Fonte: www.pharmaretail.it – 11 marzo 2020

di Chiara Romeo

In questo momento di emergenza globale DeepMind, il gruppo di ricerca privato di Google che si occupa di studiare l’Artificial intelligence (AI), si sta unendo allo sforzo globale per contrastare il COVID-19. Infatti, ha messo a disposizione il suo sistema di deep learning utilizzato per la previsione delle strutture proteiche, condividendo in open source i risultati.

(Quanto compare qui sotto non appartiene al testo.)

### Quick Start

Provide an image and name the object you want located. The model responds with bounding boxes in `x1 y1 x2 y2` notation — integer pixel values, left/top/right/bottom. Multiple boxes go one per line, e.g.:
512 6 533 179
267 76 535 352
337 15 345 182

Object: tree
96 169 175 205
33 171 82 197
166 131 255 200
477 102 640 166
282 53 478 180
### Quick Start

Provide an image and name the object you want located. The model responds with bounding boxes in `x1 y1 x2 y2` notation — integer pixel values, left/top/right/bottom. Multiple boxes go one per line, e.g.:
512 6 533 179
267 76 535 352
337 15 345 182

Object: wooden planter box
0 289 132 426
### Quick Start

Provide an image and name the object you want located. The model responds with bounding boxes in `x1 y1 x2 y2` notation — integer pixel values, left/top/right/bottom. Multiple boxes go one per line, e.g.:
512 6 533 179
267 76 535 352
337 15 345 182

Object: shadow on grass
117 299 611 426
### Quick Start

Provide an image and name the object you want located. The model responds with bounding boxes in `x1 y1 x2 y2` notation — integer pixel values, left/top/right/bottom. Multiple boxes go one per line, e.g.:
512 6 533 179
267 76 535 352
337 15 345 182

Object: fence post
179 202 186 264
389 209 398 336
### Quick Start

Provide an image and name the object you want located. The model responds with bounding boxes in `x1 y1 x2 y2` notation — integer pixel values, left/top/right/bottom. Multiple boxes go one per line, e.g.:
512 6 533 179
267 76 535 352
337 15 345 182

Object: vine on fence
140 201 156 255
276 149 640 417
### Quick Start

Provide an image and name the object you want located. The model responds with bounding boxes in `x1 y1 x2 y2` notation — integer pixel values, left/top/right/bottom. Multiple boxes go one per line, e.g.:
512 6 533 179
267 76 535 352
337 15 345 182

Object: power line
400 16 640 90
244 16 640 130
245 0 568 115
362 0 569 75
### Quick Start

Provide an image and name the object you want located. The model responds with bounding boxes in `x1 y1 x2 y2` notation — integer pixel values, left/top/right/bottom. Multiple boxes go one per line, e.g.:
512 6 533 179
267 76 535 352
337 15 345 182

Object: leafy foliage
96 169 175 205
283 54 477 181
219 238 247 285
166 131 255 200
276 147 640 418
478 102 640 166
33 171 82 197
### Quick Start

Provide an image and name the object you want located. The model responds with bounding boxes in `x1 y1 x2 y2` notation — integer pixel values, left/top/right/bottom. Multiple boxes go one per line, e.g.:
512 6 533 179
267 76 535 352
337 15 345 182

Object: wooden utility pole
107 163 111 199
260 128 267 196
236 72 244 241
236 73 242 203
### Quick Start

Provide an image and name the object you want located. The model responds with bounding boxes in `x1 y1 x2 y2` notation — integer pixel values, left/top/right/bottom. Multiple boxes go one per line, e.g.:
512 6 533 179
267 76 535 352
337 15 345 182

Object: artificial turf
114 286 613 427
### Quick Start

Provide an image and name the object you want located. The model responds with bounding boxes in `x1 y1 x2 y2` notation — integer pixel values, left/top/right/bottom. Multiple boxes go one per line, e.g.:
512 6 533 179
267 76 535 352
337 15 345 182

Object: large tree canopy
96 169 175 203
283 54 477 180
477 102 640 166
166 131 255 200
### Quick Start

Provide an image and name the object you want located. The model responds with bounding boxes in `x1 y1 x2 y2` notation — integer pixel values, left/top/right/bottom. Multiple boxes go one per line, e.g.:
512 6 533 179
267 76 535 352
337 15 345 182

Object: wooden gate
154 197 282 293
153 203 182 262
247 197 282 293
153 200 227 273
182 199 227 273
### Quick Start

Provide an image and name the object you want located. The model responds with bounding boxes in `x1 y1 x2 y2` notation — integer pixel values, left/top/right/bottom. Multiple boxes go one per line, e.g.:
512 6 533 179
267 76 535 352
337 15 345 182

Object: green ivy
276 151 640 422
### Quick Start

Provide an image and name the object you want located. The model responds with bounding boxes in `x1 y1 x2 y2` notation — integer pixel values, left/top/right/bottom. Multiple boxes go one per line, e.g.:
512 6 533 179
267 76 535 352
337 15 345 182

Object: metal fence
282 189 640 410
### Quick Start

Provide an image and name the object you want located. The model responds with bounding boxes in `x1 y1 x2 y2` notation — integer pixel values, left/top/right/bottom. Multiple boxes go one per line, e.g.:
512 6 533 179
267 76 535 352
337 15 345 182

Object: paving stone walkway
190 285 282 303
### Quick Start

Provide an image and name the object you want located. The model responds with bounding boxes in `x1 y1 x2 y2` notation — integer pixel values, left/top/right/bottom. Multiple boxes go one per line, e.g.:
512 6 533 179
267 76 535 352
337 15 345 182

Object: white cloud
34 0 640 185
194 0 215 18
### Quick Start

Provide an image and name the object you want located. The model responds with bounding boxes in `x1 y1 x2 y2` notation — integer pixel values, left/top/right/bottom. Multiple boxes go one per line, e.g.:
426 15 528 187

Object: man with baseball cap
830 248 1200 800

Capire le strutture proteiche del virus per sviluppare terapie
DeepMind è un gruppo di ricerca fondato da Demis Hassabis, che nel 2014 è stato acquisito da Google: nel suo team annovera scienziati, ingegneri, esperti di machine learning, che lavorano insieme nello studio dell’AI. Pochi giorni fa, ha messo a disposizione della comunità scientifica, in open source, le sue previsioni sulle strutture proteiche del coronavirus. Il sistema utilizzato è basato su una tecnica di apprendimento automatico (il deep learning) nota come “free modelling”, per aiutare a prevedere le strutture proteiche.
«Speriamo di contribuire allo sforzo scientifico, utilizzando l’ultima versione del nostro sistema AlphaFold per fare previsioni strutturali di diverse proteine associate a SARS-CoV-2, il virus che causa COVID-19», si legge sul sito del gruppo di ricerca. «Sottolineiamo che queste previsioni di struttura non sono state verificate sperimentalmente, ma speriamo che possano contribuire a rispondere alle domande della comunità scientifica sul funzionamento del virus e che fungano da piattaforma per la generazione di ipotesi del futuro lavoro sperimentale nello sviluppo di terapie».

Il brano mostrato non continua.